Stephen Dinan, Washington Times, December 3, 2017
Puerto Rico Gov. Ricardo Rossello Nevares last month asked federal taxpayers to shell out $94 billion to pay for the territory’s recovery from Hurricane Maria — then turned around and paid out about $100 million in Christmas bonuses to island government employees.
The governor’s aides say the bonuses are a longstanding tradition and part of the law, and were planned for in the budget approved last summer.
But that budget came well before Hurricanes Irma and Maria slammed into Puerto Rico, leaving much of the territory in ruin and leaving the government begging for federal assistance.
The island’s financial oversight board, created by Congress as part of a deal to bail the government out of a potential debt default last year, called the payments “imprudent” and said the hurricanes should have forced the governor to rethink his decisions.
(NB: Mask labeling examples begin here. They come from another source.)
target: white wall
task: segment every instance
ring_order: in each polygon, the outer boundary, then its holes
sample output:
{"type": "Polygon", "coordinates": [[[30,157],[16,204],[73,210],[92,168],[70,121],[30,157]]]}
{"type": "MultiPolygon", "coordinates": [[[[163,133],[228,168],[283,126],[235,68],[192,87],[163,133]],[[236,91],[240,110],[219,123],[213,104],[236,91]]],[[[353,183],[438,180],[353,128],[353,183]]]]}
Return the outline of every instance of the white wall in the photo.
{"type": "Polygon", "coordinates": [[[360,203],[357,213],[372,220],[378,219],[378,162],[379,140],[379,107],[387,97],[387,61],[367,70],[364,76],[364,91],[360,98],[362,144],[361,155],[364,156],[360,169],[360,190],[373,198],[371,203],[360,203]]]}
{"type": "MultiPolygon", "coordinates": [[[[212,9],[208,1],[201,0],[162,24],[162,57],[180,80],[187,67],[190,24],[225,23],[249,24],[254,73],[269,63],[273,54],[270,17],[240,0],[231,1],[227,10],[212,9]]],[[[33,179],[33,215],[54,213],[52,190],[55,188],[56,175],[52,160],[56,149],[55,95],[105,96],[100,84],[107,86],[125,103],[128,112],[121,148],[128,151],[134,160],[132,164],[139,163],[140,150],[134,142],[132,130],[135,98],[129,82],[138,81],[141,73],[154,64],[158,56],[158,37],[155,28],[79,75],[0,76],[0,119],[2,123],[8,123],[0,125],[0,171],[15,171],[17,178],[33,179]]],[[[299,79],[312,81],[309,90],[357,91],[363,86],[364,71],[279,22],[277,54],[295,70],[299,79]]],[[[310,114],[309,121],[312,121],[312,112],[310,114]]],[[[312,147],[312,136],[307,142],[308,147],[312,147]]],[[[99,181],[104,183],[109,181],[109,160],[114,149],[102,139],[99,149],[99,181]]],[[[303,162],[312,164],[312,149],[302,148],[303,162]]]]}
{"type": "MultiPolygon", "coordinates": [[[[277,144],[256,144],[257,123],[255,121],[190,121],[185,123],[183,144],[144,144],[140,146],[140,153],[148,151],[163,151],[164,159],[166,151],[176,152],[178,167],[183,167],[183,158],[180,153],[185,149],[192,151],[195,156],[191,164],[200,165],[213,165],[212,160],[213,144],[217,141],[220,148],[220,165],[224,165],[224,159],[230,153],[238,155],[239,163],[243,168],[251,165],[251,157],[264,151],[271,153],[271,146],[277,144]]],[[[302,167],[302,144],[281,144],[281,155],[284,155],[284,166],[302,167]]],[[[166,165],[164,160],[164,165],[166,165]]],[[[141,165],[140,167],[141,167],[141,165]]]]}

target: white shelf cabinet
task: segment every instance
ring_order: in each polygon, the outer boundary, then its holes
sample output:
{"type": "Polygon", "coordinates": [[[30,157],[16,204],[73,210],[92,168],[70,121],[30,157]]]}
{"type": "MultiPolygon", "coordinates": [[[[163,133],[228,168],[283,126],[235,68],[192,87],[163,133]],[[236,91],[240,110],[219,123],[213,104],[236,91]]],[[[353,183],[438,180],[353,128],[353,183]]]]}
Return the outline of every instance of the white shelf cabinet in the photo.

“Puerto Rico has demonstrated time and time again that its government is incapable of responsibly handling its finances. This is yet another such instance,” Rep. Tom McClintock, who sits on the House committee with oversight over Puerto Rico, told The Washington Times in a statement after the bonuses were revealed.
The bonuses, which analysts said are not uncommon in Latin America, date back to the 1970s in Puerto Rico. But they’ve been controversial in recent years as the island has struggled with debt. The payments in 2015, of about $120 million, sparked a fierce debate.
This year the payments will total $113 million, the government told Bloomberg News. Some 250,000 people get bonuses, with current workers averaging $600 bonus and retirees getting about $200, Bloomberg reported.
The office of Jenniffer Gonzalez-Colon, Puerto Rico’s nonvoting member of Congress, didn’t respond to five emails or phone calls seeking comment since Thursday.